Even after 64 years, Ashton’s La Fille mal gardée – now performed by BRB – still transmits happiness

United KingdomUnited Kingdom Birmingham Royal Ballet’s La Fille mal gardée: Dancers of Birmingham Royal Ballet, Royal Ballet Sinfonia / Paul Murphy (conductor). Sadler’s Wells, London, 25.10.2024. (JO’D)

Rory Mackay (Widow Simone), Jonathan Payn (Thomas), and Gus Payne (Alain) © Riku Ito

Creatives:
Choreography – Frederick Ashton
Music – Ferdinand Hérold  (freely adapted and arranged by John Lanchbery)
Scenario – Jean Dauberval
Designer – Osbert Lancaster
Lighting – Peter Teigen (adapted by Johnny Westall-Eyre)

Cast included:
Lise – Beatrice Parma
Colas – Enrique Bejarano Vidal
Thomas – Jonathan Payn
Alain – Gus Payne
Widow Simone – Rory Mackay
Principals, First Soloists, Soloists, First Artists, Artists of Birmingham Royal Ballet

Created (according to Frederick Ashton’s biographer, David Vaughan) in ‘an atmosphere of great happiness’, La Fille mal gardée would seem to transmit that happiness, over sixty years later, from whatever stage: the Royal Opera House; the Palais Garnier; in this production by Birmingham Royal Ballet, Sadler’s Wells.

It is a production in which the roles of bucolic lovers Lise and Colas are taken by dancers well matched in terms of charm, musicality and technique. Beatrice Parma and Enrique Bejarano Vidal have both made an impression at Sadler’s Wells before. She in the ‘Peasant’ pas de deux of Giselle in 2019. He as Bluebird in The Sleeping Beauty earlier this year. It is a pleasure to see them dance, and act, together now.

Beatrice Parma (Lise) and Enrique Bejarano Vidal (Colas) © Riku Ito

Clear and precise in everything she does, Beatrice Parma ‘shows’ you the dance (as Balanchine put it). Enrique Bejarano Vidal’s powerful legs, in their yellow breeches, give him the lusty swagger of a farm labourer, and help him perform the fouetté, sur place. Yet when Colas lowers Lise to the floor from a lift in Act III, then extends his arms as if to protect and cherish her, Vidal sends a delicate ripple of movement outwards from his shoulders that makes the air between the two dancers resonate.
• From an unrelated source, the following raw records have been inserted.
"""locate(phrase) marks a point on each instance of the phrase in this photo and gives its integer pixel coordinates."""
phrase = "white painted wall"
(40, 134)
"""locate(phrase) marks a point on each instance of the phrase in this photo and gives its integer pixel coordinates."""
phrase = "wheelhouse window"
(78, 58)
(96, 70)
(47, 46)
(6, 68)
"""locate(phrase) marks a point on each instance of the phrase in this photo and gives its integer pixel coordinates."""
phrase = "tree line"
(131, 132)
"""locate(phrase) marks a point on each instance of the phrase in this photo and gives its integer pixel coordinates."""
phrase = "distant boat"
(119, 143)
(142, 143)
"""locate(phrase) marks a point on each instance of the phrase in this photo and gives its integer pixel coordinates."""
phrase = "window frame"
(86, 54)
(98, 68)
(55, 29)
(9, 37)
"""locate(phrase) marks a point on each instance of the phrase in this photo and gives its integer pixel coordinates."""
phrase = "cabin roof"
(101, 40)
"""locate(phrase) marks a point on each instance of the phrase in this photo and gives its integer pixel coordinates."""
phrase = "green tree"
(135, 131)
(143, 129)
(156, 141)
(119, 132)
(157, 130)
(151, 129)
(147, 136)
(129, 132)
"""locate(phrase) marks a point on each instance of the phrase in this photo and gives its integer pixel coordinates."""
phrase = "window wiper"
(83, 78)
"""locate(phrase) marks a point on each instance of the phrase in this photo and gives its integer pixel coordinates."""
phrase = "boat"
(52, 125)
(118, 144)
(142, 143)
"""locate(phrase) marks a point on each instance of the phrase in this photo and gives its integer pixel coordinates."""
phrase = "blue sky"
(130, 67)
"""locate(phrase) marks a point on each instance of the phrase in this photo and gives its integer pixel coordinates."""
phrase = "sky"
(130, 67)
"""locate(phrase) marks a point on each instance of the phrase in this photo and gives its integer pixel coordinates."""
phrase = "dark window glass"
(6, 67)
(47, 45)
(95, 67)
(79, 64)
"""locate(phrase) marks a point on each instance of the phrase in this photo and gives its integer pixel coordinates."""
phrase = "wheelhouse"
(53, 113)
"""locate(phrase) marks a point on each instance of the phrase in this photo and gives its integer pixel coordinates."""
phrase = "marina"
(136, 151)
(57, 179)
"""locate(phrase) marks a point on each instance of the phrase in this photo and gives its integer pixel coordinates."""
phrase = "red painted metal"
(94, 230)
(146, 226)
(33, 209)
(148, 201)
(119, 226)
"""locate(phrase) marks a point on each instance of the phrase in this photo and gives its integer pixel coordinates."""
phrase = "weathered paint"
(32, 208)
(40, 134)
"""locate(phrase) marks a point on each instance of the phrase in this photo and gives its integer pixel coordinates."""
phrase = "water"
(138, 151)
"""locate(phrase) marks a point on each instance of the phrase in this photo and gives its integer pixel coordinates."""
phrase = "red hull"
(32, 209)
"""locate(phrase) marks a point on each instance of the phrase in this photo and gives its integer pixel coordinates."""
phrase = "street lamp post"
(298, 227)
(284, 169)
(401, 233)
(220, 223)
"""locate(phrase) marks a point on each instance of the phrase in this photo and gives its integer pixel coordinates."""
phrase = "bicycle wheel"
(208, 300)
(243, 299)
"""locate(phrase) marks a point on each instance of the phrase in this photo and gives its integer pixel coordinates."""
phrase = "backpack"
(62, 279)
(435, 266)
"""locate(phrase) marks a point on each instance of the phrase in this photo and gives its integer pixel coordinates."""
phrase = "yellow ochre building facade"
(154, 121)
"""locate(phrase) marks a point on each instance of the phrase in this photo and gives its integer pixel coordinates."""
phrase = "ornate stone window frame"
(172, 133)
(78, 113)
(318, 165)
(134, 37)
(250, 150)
As a counterpoint to the two lovers there is Alain, the vineyard-owner’s son who Lise’s mother wants her to marry. In the programme notes, the dancer Alexander Grant (on whom the role was created) explains that Alain was never meant to be the ‘village idiot’. He is, instead, innocent and unworldly. Gus Payne’s Alain captures the hearts of the audience. Above all at the climax of the ballet when he sits in absolute stillness on the floor, shoulders bowed as he contemplates the brightly sparkling but now useless engagement ring he was meant to offer Lise.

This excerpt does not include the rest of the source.